But hey, we’re getting vaccinated and maybe we can socialize normally again (maybe)! Movie theaters are even reopening (kinda). And with an awards season marked by unprecedented gains in representation and breaking of typical boring awards season “narratives” and something something andthelowestratingsinitshistory … moving on… now behind us, it’s time to look forward to the new year. 

Specifically spring time! Are there any upcoming films that will emerge as serious Oscar contenders? Probably not. But also maybe? Let’s see what we’ve got to work with, first…

TOM CLANCY’S WITHOUT REMORSE – On Amazon Prime Video April 30

Prime Video

Directed by Stefano Sollima

Starring Michael B. Jordan, with Jamie Bell and Jodie Turner-Smith

What is it about? Adapted from a Tom Clancy novel apparently taking place in the “Ryanverse,” Navy SEAL John Clark goes on a mission of revenge against the Russian assassins who murdered his pregnant wife.

How am I feelin’ about this one? Tom Clancy’s Jack Ryan series has had a very… odd relationship with Hollywood. Nearly all of them have had the rotten luck of being released in theaters just a year or so too late for its milieu to still feel relevant to audiences at the time. Harrison Ford, the longest-running actor to play the eponymous role, starred in a grand total of two entries, and every other actor to inhabit Jack Ryan only served to highlight how uniquely charismatic and potent a leading man Ford was in a way that poor Alec Baldwin, Ben Affleck, and Chris Pine could never hope to match. And after three proficient thrillers in the 1990’s, two attempts to “reboot” the series exploded on the launch pad in embarrassing fashion before settling into modest success with John Krasinski’s still-ongoing Amazon Prime streaming show. 

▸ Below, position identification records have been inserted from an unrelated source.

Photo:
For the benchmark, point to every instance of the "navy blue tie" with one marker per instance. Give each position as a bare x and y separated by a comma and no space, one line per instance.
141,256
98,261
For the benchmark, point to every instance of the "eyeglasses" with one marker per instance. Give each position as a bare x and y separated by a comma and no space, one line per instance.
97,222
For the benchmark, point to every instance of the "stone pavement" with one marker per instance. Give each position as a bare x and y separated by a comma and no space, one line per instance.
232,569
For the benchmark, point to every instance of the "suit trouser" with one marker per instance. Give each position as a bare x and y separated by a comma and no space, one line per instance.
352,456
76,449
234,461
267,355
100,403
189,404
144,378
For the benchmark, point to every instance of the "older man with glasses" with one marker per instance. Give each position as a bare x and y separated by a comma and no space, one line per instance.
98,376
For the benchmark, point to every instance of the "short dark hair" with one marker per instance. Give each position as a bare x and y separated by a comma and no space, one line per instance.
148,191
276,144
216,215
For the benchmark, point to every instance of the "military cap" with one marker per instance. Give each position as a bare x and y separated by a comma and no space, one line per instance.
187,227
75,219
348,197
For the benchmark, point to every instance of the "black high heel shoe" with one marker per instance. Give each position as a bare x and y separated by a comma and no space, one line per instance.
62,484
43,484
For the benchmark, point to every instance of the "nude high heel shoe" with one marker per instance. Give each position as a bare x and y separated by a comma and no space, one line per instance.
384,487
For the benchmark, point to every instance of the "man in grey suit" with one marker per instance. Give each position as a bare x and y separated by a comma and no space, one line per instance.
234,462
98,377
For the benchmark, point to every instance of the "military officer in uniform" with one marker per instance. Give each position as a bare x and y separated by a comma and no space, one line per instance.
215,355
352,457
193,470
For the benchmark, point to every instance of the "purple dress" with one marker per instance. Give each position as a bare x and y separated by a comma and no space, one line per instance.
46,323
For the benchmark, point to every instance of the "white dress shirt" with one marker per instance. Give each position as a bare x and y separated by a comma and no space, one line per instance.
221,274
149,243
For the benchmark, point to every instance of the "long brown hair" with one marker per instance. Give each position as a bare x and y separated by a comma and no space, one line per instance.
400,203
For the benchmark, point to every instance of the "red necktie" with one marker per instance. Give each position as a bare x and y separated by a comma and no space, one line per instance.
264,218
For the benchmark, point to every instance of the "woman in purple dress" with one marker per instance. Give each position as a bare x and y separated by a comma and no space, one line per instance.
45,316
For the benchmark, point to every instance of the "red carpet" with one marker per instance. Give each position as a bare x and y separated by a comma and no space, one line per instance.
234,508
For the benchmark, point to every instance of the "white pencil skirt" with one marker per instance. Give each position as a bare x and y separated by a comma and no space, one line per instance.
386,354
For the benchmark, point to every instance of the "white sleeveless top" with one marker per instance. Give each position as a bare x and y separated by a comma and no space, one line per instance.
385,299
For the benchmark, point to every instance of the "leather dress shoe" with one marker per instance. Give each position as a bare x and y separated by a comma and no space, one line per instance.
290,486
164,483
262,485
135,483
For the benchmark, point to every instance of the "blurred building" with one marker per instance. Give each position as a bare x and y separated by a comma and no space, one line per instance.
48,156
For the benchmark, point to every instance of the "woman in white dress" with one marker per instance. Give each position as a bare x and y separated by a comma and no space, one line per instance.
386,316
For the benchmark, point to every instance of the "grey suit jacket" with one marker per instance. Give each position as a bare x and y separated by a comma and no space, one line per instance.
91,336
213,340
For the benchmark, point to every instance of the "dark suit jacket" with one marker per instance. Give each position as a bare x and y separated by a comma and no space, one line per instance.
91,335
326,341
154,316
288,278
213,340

So with their foot in the door, Amazon has apparently decided that they have a full-blown cinematic universe on their hands, and swooped in to secure the distribution rights to Without Remorse from Paramount after its original release date of Spring 2020 was delayed due to… *gestures wildly at everything*. But this doesn’t center on the CIA analyst, but instead is about longtime side character John Kelly (renamed from John Clark for… some reason), played by Michael B. Jordan in what looks to be a straightforward revenge actioner more in line with Patriot Games than the brainy cat-and-mouse thrillers Clear and Present Danger and The Hunt for Red October

It’s hard for me to see how U.S. Navy SEAL John Clar-I mean, Kelly is any more compelling than the dozens of by-the-numbers military action heroes we see introduced to us every single year and have never reached the heights of pop culture ubiquity that they did in the 80’s (though Liam Neeson came close a decade ago). I suppose when you have one of the most electrifying leading men of his generation, you feel a little more comfortable betting on a franchise ticket no matter how shaky or seemingly out-of-date it might be. 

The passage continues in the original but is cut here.